## Experiment-05
### Amirreza Fosoul and Bithiah Yuan

In [1]:
from pyspark.sql import SparkSession
from pyspark import SparkContext
from pyspark.sql.functions import *
import string
import csv
import re
import time
spark = SparkSession.builder.appName('ex5').getOrCreate()

from pyspark.sql.functions import *
from pyspark.sql.functions import split, udf, desc, concat, col, lit
import pyspark.sql.functions as f
from pyspark.sql.types import ArrayType, FloatType, StringType, IntegerType, DoubleType, StructType, StructField
from pyspark.ml.feature import RegexTokenizer
from pyspark.ml.feature import StopWordsRemover
from pyspark.sql.window import Window
from pyspark.ml.linalg import SparseVector, VectorUDT, DenseVector
import scipy.sparse
from pyspark.ml.linalg import Vectors, _convert_to_vector, VectorUDT
import numpy as np
from pyspark.sql import SQLContext
from nltk.stem import PorterStemmer
from nltk.tokenize import sent_tokenize, word_tokenize
import math
import re
from pyspark.ml.feature import CountVectorizer, CountVectorizerModel
#from pyspark.mllib.feature import Word2Vec
from pyspark.ml.feature import Word2Vec
from pyspark.sql.functions import rand 

sc = spark.sparkContext
sqlContext = SQLContext(sc)

In [2]:
# Read user ratings into Dataframe
#user_df = spark.read.option("delimiter", ";").csv('./users_libraries.txt')
user_df = spark.read.option("delimiter", ";").csv('./example0.txt')
user_df = user_df.select(col("_c0").alias("userID"), col("_c1").alias("paperID"))

user_df_pre = user_df
user_df_pre = user_df_pre.withColumn("paperID", split(col("paperID"), ",").cast(ArrayType(IntegerType())).alias("paperID"))

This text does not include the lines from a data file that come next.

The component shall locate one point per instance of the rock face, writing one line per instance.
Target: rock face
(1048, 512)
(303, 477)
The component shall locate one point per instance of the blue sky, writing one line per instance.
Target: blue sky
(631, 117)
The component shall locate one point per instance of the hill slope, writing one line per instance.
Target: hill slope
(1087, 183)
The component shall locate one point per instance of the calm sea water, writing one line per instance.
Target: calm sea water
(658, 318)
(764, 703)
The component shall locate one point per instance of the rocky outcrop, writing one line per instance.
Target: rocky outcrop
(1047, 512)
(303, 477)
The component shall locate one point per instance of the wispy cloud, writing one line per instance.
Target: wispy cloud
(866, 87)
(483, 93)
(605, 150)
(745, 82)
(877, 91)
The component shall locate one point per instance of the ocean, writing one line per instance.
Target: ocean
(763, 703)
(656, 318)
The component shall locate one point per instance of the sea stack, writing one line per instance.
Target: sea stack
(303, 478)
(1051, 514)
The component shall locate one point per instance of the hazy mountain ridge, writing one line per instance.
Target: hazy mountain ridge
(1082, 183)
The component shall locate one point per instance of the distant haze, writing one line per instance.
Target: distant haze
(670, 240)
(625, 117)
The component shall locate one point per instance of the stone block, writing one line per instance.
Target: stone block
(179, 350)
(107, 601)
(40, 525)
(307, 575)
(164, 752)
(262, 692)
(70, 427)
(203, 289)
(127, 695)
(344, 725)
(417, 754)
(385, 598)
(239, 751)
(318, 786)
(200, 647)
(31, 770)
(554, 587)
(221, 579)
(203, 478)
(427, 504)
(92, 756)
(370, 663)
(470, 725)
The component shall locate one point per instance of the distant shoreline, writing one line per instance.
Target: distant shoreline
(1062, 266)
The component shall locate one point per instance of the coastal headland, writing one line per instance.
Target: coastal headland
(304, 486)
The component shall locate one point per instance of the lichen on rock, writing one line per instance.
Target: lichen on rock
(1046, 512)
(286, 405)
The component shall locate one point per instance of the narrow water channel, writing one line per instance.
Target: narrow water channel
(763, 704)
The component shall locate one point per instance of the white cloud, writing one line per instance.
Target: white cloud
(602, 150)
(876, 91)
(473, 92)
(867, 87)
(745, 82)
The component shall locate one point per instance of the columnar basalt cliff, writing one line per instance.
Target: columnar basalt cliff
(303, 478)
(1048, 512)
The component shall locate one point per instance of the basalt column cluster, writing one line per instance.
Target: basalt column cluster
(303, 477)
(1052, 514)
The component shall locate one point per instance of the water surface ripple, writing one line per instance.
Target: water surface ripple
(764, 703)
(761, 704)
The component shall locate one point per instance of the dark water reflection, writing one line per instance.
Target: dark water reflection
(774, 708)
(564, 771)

user_df = user_df.select("userID", f.split("paperID", ",").alias("papers"), f.explode(f.split("paperID", ",")).alias("paperID"))
user_df = user_df.drop("papers")

# Get a dataframe of the distinct papers
d_paper = user_df.select("paperID").distinct()

# Read in the stopwords as a list
with open('./stopwords_en.txt') as file:
    stopwordList = file.read().splitlines()

# Read in records of paper information
w_df = spark.read.csv('./papers.csv')
#w_df = spark.read.csv('./paper0.csv')
w_df = w_df.select("_c0", "_c13", "_c14")
w_df = w_df.select(col("_c0").alias("paperID"), col("_c13").alias("title"), col("_c14").alias("abstract"))
w_df = w_df.na.fill({'title': '', 'abstract': ''}) # to replace null values with empty string
# Get text from title and abstract
w_df = w_df.select(col("paperID"), concat(col("title"), lit(" "), col("abstract")).alias("words"))
#w_df.show()

# Transform the distinct paperIDs dataframe to a list
paper_list = list(d_paper.select('paperID').toPandas()['paperID'])
# Map each distinct paper into int
paper_list = list(map(int, paper_list))

### Exercise 5. 1 (Pre-processing Text for word2vec)

In [3]:
################################### Conservative pre-processing ###################################################

# Extracting words from the papers and keeping "-" and "_"
tokenizer = RegexTokenizer(inputCol="words", outputCol="tokens", pattern="[a-zA-Z-_]+", gaps=False) 
# Built-in tokenizer
tokenized = tokenizer.transform(w_df)
tokenized = tokenized.select("paperID", "tokens")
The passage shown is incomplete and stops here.